La Turquie veut entrer dans l’UE et négocier de l’intérieur
Par : Alfonso Bauluz | Euroefe | translated by Marion Candau via Euractiv
Le ministre turc des Affaires européennes, Ömer Çelik, défend bec et ongles l’élargissement de l’UE par l’adhésion de la Turquie en soutenant que le pays discutera de l’avenir de l’UE et de ses valeurs universelles lorsqu’il sera à l’intérieur du bloc. Un article d’Euroefe.
Selon le ministre turc des Affaires européennes, les valeurs européennes « sont affectées » par la hausse de la xénophobie et la crise de légitimité politique qui traverse la zone euro.
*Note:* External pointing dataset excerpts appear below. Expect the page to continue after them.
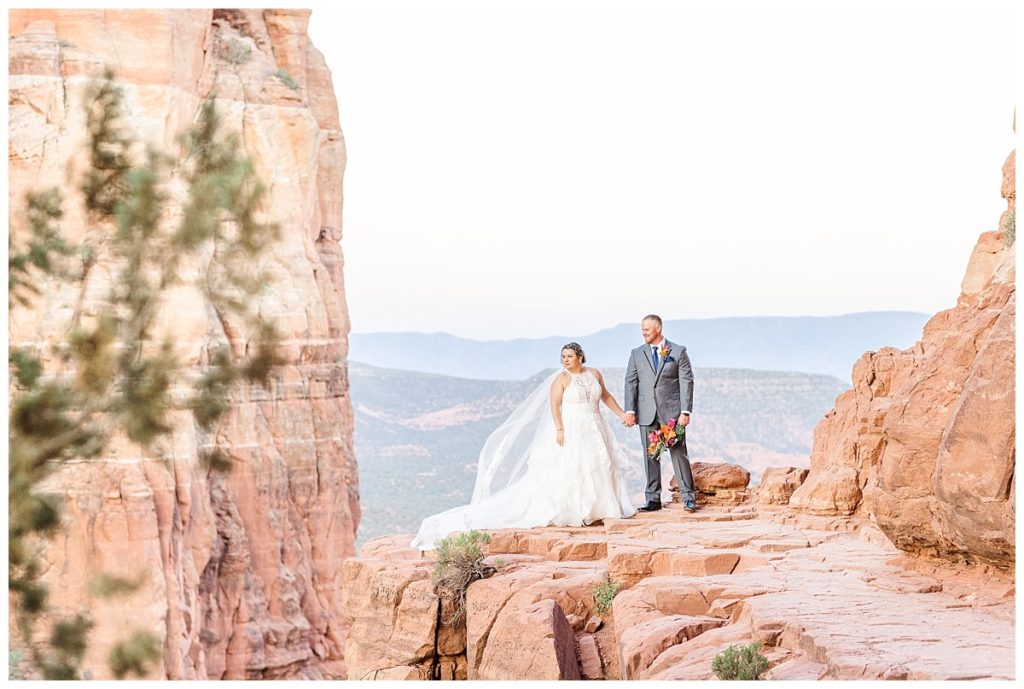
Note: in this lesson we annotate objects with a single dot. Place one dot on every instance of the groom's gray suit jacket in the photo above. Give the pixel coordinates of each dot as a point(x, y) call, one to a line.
point(667, 392)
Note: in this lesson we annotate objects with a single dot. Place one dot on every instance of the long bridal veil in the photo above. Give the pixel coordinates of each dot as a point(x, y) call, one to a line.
point(502, 464)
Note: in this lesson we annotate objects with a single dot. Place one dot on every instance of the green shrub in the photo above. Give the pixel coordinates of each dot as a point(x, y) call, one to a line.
point(604, 594)
point(238, 52)
point(740, 662)
point(287, 80)
point(460, 562)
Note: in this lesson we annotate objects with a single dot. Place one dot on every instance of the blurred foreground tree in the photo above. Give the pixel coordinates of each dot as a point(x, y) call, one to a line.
point(111, 376)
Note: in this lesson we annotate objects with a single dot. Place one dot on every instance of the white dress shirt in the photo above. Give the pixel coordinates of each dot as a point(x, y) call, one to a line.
point(653, 348)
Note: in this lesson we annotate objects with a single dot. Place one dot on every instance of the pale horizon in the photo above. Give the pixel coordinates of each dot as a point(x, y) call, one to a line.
point(598, 330)
point(516, 170)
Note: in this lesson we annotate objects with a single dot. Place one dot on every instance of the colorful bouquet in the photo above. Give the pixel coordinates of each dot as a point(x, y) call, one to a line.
point(667, 436)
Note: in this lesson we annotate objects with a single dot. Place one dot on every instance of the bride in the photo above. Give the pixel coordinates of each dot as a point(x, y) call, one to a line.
point(552, 463)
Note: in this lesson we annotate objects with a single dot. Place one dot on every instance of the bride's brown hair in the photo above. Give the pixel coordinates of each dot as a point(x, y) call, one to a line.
point(578, 349)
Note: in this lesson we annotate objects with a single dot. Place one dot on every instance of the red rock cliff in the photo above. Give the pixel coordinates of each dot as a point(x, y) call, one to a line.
point(924, 442)
point(243, 570)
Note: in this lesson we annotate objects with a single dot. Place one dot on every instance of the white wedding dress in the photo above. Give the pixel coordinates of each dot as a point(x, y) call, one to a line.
point(543, 483)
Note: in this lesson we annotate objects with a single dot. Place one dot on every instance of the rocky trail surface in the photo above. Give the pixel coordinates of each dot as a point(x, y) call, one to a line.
point(827, 597)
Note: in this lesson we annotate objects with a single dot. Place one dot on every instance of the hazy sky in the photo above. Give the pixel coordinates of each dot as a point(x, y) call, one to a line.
point(553, 168)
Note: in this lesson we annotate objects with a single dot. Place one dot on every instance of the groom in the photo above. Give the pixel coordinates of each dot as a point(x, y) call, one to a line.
point(658, 387)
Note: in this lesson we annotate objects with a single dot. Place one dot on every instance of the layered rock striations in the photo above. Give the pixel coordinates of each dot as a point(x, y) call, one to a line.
point(242, 572)
point(925, 441)
point(827, 598)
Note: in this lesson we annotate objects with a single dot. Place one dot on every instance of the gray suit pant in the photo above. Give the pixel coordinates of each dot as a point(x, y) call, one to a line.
point(680, 465)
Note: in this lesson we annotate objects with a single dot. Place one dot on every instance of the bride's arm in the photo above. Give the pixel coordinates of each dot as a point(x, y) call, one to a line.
point(606, 396)
point(557, 388)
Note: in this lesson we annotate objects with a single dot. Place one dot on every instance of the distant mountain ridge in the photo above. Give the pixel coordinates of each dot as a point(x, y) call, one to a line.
point(418, 435)
point(807, 344)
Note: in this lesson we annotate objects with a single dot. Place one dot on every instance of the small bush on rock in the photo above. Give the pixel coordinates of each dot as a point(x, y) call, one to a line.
point(460, 562)
point(740, 662)
point(604, 594)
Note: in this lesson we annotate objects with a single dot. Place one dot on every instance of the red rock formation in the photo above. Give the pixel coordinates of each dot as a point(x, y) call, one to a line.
point(826, 598)
point(242, 571)
point(924, 442)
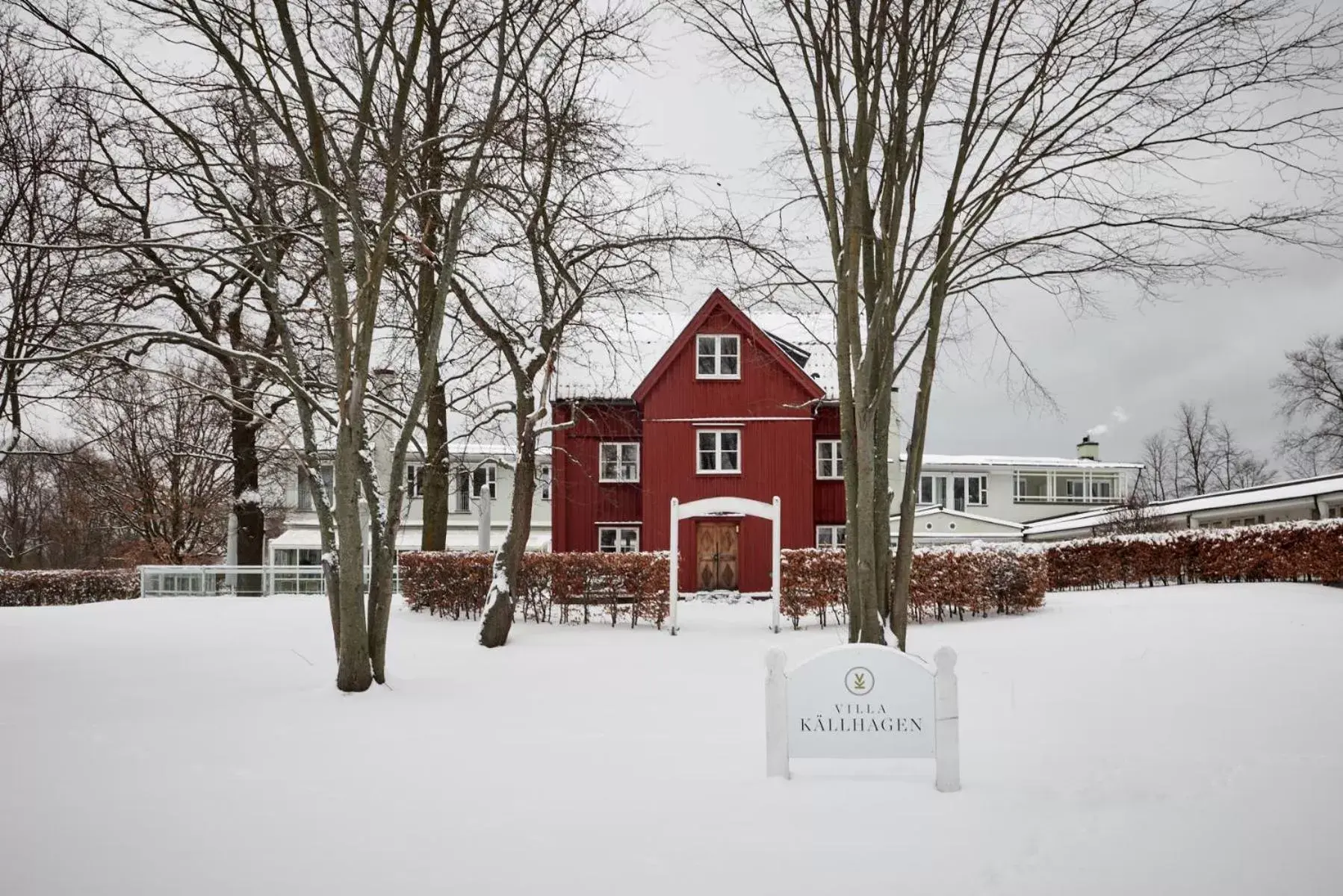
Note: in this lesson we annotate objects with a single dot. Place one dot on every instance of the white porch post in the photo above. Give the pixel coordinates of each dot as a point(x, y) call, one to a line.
point(778, 541)
point(775, 715)
point(947, 721)
point(673, 586)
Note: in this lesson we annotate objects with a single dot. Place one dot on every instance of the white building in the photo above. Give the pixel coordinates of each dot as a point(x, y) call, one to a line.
point(477, 472)
point(994, 497)
point(1311, 499)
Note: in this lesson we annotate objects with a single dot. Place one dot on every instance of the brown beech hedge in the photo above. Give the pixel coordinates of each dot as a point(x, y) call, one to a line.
point(555, 588)
point(1302, 551)
point(66, 588)
point(947, 583)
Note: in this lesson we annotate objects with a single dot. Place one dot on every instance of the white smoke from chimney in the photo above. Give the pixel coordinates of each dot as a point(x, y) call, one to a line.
point(1119, 415)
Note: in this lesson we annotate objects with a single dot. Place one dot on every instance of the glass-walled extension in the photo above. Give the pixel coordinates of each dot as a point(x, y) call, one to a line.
point(1065, 487)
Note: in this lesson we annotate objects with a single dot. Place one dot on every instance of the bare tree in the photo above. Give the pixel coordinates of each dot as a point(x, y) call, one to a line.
point(582, 225)
point(1193, 437)
point(1311, 391)
point(1197, 454)
point(52, 299)
point(160, 470)
point(49, 514)
point(336, 85)
point(1132, 516)
point(1161, 467)
point(954, 149)
point(1235, 467)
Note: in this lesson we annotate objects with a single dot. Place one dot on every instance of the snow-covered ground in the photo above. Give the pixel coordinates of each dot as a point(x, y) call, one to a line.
point(1173, 741)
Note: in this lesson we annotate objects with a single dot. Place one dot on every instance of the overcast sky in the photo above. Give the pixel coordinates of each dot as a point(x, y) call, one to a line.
point(1126, 371)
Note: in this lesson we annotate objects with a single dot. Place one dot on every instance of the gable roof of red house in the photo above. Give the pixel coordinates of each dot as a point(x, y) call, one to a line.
point(719, 301)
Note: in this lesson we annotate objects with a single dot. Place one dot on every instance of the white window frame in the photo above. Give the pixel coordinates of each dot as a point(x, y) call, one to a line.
point(834, 461)
point(934, 500)
point(949, 489)
point(834, 535)
point(461, 497)
point(718, 453)
point(621, 462)
point(414, 481)
point(491, 479)
point(719, 339)
point(621, 541)
point(984, 489)
point(473, 487)
point(296, 556)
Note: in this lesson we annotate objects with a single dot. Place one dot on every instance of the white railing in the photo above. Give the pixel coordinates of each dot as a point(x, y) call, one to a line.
point(214, 581)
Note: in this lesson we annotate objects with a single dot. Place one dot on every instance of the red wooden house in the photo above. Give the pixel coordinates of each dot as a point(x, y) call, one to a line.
point(728, 410)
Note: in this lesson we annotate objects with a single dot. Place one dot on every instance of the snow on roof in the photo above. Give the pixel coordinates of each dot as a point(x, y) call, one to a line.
point(943, 508)
point(1294, 489)
point(602, 375)
point(1006, 460)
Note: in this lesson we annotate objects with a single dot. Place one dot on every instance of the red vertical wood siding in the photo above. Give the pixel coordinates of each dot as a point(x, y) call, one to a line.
point(583, 503)
point(828, 494)
point(779, 422)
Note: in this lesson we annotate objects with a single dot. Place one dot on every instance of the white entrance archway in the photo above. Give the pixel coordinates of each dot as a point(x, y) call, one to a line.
point(722, 507)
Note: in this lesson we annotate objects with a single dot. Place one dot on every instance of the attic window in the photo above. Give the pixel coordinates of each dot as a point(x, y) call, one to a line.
point(718, 358)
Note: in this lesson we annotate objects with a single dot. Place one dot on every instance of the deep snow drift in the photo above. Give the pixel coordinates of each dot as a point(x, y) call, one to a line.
point(1170, 741)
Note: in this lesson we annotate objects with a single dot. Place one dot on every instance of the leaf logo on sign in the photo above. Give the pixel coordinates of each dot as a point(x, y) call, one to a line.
point(858, 682)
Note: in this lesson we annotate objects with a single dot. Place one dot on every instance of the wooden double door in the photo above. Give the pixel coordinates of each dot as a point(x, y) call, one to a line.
point(716, 556)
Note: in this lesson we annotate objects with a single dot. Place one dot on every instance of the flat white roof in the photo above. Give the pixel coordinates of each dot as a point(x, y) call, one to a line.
point(1006, 460)
point(1274, 492)
point(942, 508)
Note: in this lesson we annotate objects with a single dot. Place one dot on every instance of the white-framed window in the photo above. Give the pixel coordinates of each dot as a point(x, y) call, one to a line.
point(299, 556)
point(932, 489)
point(829, 460)
point(718, 358)
point(414, 480)
point(469, 484)
point(305, 496)
point(617, 539)
point(1032, 488)
point(1065, 487)
point(619, 462)
point(829, 536)
point(954, 491)
point(718, 452)
point(462, 491)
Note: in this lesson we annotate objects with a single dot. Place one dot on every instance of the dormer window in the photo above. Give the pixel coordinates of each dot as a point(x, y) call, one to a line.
point(718, 358)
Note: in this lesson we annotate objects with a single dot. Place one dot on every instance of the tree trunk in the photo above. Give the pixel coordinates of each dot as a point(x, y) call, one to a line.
point(881, 507)
point(247, 511)
point(917, 435)
point(352, 665)
point(380, 606)
point(434, 496)
point(861, 550)
point(497, 618)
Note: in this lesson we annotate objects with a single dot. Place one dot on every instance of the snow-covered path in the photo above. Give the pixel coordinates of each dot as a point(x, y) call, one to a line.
point(1171, 741)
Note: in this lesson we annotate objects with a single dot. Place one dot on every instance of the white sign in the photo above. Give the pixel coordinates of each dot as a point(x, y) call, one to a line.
point(863, 702)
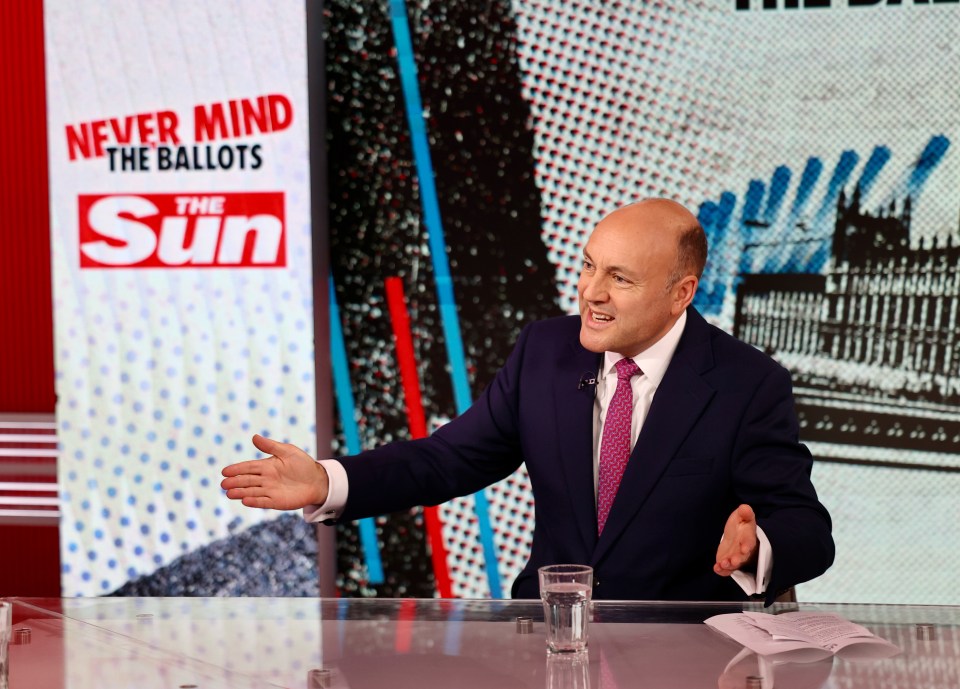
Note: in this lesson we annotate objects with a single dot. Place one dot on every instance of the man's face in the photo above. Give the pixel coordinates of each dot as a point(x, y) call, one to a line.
point(626, 301)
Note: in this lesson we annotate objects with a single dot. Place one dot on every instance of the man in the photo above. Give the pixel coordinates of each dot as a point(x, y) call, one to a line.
point(649, 436)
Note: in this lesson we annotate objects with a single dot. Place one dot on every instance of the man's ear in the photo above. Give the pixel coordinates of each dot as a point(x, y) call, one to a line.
point(683, 293)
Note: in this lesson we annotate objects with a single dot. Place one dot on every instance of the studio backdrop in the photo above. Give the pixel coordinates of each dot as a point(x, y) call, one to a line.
point(472, 147)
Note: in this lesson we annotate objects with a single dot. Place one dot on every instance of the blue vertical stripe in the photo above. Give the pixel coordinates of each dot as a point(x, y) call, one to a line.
point(438, 255)
point(932, 154)
point(871, 169)
point(345, 408)
point(828, 206)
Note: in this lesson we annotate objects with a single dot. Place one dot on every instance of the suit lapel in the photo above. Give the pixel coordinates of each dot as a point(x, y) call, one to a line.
point(678, 403)
point(574, 414)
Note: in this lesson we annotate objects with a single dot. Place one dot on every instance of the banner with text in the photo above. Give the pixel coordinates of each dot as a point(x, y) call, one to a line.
point(182, 270)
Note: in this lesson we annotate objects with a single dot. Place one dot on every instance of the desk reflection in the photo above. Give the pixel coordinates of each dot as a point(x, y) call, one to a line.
point(295, 643)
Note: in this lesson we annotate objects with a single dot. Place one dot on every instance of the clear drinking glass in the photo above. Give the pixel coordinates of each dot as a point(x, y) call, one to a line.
point(566, 591)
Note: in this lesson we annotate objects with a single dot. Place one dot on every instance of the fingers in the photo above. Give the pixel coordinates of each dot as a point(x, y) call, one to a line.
point(242, 481)
point(253, 466)
point(267, 445)
point(247, 492)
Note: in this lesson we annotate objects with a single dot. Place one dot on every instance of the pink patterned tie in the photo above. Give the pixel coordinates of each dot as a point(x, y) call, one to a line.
point(615, 444)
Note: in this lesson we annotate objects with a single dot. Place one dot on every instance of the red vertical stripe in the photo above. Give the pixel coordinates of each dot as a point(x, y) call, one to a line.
point(400, 320)
point(26, 311)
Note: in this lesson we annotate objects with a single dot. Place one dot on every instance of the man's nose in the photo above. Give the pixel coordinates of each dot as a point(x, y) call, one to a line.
point(592, 288)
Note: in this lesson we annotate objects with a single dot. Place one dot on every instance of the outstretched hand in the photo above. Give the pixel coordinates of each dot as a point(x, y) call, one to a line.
point(738, 547)
point(287, 480)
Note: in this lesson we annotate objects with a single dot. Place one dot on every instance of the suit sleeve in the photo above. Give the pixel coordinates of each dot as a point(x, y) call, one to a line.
point(469, 453)
point(772, 474)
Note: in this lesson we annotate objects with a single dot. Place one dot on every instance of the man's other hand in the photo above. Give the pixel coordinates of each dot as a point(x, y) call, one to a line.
point(287, 480)
point(739, 545)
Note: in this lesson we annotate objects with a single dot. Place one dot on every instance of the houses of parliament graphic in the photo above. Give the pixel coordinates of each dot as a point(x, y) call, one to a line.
point(871, 338)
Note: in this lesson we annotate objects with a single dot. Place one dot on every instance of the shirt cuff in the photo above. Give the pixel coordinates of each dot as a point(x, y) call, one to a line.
point(754, 584)
point(337, 485)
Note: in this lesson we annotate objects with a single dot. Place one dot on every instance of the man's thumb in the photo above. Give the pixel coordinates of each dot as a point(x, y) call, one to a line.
point(266, 445)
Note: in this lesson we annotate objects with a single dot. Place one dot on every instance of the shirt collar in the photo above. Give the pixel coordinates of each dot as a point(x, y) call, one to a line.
point(655, 359)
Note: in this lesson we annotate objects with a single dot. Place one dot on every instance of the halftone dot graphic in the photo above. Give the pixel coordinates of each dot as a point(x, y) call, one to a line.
point(146, 358)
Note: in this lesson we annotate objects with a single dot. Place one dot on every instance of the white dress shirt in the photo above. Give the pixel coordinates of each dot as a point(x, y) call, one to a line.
point(653, 363)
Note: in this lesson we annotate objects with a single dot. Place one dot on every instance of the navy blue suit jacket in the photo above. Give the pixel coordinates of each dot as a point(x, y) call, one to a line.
point(721, 431)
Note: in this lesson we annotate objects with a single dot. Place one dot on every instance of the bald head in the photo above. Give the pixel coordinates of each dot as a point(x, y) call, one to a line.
point(655, 219)
point(641, 268)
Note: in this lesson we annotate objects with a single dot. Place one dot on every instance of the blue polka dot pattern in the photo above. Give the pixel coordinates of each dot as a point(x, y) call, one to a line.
point(155, 367)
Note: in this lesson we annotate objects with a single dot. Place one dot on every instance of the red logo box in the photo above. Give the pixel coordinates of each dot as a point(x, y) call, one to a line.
point(196, 230)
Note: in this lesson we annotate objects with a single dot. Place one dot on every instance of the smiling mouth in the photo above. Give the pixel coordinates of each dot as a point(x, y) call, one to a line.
point(600, 317)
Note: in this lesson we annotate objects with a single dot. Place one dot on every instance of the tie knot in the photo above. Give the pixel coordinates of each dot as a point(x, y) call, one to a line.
point(626, 369)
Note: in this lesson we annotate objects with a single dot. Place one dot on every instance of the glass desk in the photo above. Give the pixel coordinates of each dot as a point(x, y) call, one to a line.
point(299, 643)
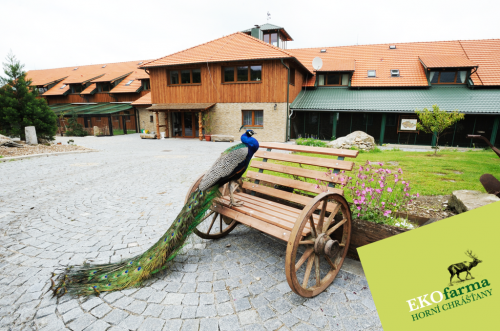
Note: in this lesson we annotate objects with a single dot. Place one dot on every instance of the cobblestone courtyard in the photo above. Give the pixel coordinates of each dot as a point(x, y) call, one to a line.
point(112, 204)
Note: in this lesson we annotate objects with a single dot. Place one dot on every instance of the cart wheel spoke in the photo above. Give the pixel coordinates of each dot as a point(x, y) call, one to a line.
point(313, 227)
point(303, 258)
point(329, 221)
point(330, 262)
point(339, 224)
point(316, 265)
point(308, 270)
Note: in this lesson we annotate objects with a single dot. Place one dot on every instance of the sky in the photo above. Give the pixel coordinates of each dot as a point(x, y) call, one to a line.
point(52, 33)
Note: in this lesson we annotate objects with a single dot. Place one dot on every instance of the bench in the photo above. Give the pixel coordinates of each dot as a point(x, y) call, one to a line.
point(313, 219)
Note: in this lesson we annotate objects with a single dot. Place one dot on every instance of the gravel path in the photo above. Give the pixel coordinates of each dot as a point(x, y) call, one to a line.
point(115, 203)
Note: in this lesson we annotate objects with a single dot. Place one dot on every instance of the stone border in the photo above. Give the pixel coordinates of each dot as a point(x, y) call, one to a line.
point(6, 159)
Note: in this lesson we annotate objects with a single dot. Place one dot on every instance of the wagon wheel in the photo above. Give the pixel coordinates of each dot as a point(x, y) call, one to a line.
point(324, 248)
point(214, 225)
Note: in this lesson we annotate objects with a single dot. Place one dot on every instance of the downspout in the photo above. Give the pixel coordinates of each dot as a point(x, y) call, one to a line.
point(287, 133)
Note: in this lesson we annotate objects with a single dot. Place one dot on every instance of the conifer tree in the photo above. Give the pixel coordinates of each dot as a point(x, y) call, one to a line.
point(19, 105)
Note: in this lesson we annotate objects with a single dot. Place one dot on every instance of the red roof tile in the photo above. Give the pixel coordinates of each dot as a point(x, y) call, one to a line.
point(235, 47)
point(145, 100)
point(446, 61)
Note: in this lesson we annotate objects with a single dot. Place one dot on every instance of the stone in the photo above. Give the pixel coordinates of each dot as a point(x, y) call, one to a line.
point(358, 139)
point(222, 137)
point(30, 133)
point(465, 200)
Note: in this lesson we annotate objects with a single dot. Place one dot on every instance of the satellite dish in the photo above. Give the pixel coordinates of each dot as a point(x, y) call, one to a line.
point(317, 63)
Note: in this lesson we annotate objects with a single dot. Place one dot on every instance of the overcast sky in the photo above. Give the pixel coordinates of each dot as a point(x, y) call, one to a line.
point(51, 34)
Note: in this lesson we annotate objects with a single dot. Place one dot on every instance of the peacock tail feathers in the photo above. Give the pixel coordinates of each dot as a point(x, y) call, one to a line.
point(94, 279)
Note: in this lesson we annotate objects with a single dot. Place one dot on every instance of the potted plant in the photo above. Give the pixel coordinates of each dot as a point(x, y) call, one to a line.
point(207, 125)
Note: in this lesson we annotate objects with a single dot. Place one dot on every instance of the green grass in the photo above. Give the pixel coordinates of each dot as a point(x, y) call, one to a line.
point(427, 174)
point(117, 132)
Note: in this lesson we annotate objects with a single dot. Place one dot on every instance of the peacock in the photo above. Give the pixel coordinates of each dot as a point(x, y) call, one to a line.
point(94, 279)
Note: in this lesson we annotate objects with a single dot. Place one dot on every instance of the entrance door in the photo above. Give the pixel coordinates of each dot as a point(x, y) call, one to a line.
point(185, 124)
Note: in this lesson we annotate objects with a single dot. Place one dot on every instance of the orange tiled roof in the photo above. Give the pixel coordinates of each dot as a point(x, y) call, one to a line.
point(234, 47)
point(406, 58)
point(58, 89)
point(145, 100)
point(338, 65)
point(446, 61)
point(89, 89)
point(486, 53)
point(83, 73)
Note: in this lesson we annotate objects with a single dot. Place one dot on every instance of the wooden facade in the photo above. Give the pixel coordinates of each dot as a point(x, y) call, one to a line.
point(271, 88)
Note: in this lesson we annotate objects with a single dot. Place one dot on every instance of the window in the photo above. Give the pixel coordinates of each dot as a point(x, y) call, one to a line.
point(448, 77)
point(104, 87)
point(253, 118)
point(186, 76)
point(76, 88)
point(242, 74)
point(333, 79)
point(271, 38)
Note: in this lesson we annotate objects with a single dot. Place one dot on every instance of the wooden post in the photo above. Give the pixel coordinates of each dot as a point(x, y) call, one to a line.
point(166, 124)
point(382, 128)
point(200, 125)
point(157, 126)
point(494, 132)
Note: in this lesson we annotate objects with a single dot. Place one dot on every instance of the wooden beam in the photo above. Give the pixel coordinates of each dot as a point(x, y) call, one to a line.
point(157, 126)
point(200, 125)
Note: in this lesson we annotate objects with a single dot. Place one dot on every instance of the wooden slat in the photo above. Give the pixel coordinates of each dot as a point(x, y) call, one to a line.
point(263, 214)
point(252, 222)
point(309, 187)
point(316, 161)
point(308, 173)
point(309, 149)
point(300, 199)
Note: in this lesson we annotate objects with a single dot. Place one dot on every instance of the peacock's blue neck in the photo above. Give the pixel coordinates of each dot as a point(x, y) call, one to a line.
point(251, 143)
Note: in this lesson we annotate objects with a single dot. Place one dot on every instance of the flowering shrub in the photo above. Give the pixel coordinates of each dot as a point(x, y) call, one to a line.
point(377, 193)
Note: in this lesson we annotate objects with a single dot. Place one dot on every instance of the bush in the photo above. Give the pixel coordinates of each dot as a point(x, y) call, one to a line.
point(311, 142)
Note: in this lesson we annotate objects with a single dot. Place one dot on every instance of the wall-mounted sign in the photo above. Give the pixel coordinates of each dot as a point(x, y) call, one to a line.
point(408, 123)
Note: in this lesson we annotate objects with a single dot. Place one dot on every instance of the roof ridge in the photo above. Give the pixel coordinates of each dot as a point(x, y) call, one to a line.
point(398, 43)
point(87, 65)
point(185, 50)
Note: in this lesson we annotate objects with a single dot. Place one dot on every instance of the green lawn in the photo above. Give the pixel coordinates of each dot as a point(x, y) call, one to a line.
point(431, 175)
Ömer Çelik soutient que « l’essor du populisme d’extrême droite » est l’une des plus grandes menaces planant sur l’intégration européenne. « L’islamophobie, la xénophobie et la politique de haine sont en train de se développer en Europe », a-t-il déclaré tout en soulignant que face à ce phénomène, « nous avons besoin de réflexion et de souplesse ».
Rapprochement courageux
Le ministre conseille donc à l’UE de se rapprocher plus courageusement de la Turquie, après avoir rappelé que son pays avait accueilli trois millions de réfugiés, ce qui représente la moitié de la population de certains pays européens.
Il a également exigé de l’UE qu’elle honore ses engagements et rappelé que son pays n’avait « pas besoin de l’argent de l’UE » et que les financements accordés par l’UE étaient des ressources destinées « à l’éducation des enfants syriens ». « Nous n’avons reçu que 810 millions d’euros des 5 milliards promis », a-t-il indiqué.
Face à une montée de l’extrême droite dans un climat de terreur et d’insécurité chez les Européens, Ömer Çelik conseille de « remettre en question et réviser les politiques de l’UE ». Selon lui, si les pays européens avaient soutenu la Turquie après le coup d’État, « aujourd’hui l’adhésion à l’UE pourrait compter sur le soutien de 90 % de la population turque ».
Il considère toutefois que l’Europe n’a pas bien compris ce qu’il s’est passé avec la tentative de coup d’État, que le gouvernement de Recep Tayyip Erdogan attribue au réseau religieux de l’imam Fethullah Gülen, qu’il qualifie de groupe terroriste.
Dans le combat contre le terrorisme, le ministre turc assimile le réseau de l’imam à l’État islamique et au PKK (Parti des travailleurs du Kurdistan) et justifie les détentions massives de militaires, de journalistes, de juges ou de professeurs par leur supposées implications terroristes.
Il attribue par ailleurs ces activités au journaliste turco-suédois Hamza Yalçin, en prison en Espagne depuis son arrestation à la demande de la Turquie le 3 août dernier, et à l’écrivain turco-allemand Dogan Akhanli, en liberté provisoire. Les groupes de défense de la liberté d’expression s’opposent à son extradition.
Référendum au Kurdistan
Faisant référence au plébiscite organisé dimanche au Kurdistan irakien, territoire qu’il appelle « l’Irak du Nord », le ministre soutient que la paix dans le monde sera plus difficile à garantir avec ce genre de référendum.
« Le jeu qui est en train de se jouer est très risqué, il va créer des conflits et il menace la coexistence dans cette région », a affirmé le ministre turc, qui a ajouté que le mandat de Masud Barzani, président de la région autonome du Kurdistan irakien, était épuisé.
Il soutient par ailleurs que « le résultat des élections allemandes menace notre avenir » et affirme qu’un tiers des députés du parti Alternative pour l’Allemagne (AfD) a un lien direct avec des groupes nazis.
Il a également mis en garde contre le changement de rhétorique des partis centristes européens face au racisme. Ces partis perdent des voix étant donné que les électeurs qui choisissent ces options préfèrent se tourner vers les véritables partis xénophobes.
« Nous devons faire attention », a-t-il insisté avant de se soumettre à une autocritique en disant « nous ne disons pas que nous n’avons commis aucune erreur », mais « le chantage envers la Turquie est inacceptable ».
Dans ce contexte et malgré les plaintes pour persécution et arrestations des membres de l’opposition et le manque de liberté de la presse, il a appelé à ouvrir les chapitres 23 et 24 du processus d’adhésion portant sur le pouvoir judiciaire, les droits fondamentaux, les libertés et la sécurité. « Ouvrons-les et avançons ensemble », a-t-il insisté tout en concluant que « le plus important est de négocier ».